WorldNetDaily's Joseph Farah has rather desperately tried to deflect blame for the financial crisis away from conservatives and toward liberals.
His Oct. 6 column blamed Washington Mutual's failure on its efforts to be "recognized as one of the top employers and lenders for Hispanics and sexual deviants," asserting that lending money to them "offend[ed] vast segments of the population" and adding, "I'm not surprised that WaMu was out of business 24 hours after announcing it was catering to sexual deviants at the expense of most of its customers and actively sending profits to corrupt cultural causes." Farah offers no evidence that the default rate of "sexual deviants" -- Farah's word for homosexuals -- was any larger than, say, Hispanics.
His Oct. 7 column blamed the crisis on President Clinton because of his efforts "to extend home mortgages to individuals whose credit is generally not good enough for conventional loans." In fact, the vast majority of subprime loans in recent years were made outside of the Community Reinvestment Act that Farah is implicitly criticizing. Further, according to Robert Gordon at the American Prospect, "In late 2004, the Bush administration announced plans to sharply weaken CRA regulations, pulling small and mid-sized banks out from under the law's toughest standards.

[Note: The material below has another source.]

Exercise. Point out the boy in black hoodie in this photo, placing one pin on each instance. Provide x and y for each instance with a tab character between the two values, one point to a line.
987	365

Yet sub-prime lending continued, and even intensified -- at the very time when activity under CRA had slowed and the law had weakened."
Farah also falsely attacks the Obama campaign for allowing ex-Fannie Mae CEO Franklin Raines to be "flirting with a Cabinet post in a Barack Obama administration" when he "should be breaking rocks at Sing Sing," further claiming that the campaign "continues to find a special advisory role for Franklin Raines." In fact, Raines has done nothing beyond taking a couple phone calls from the Obama campaign, and there's no evidence that he serves as any sort of "special adviser."
But then, when it comes to Obama, when have the facts ever mattered to Farah?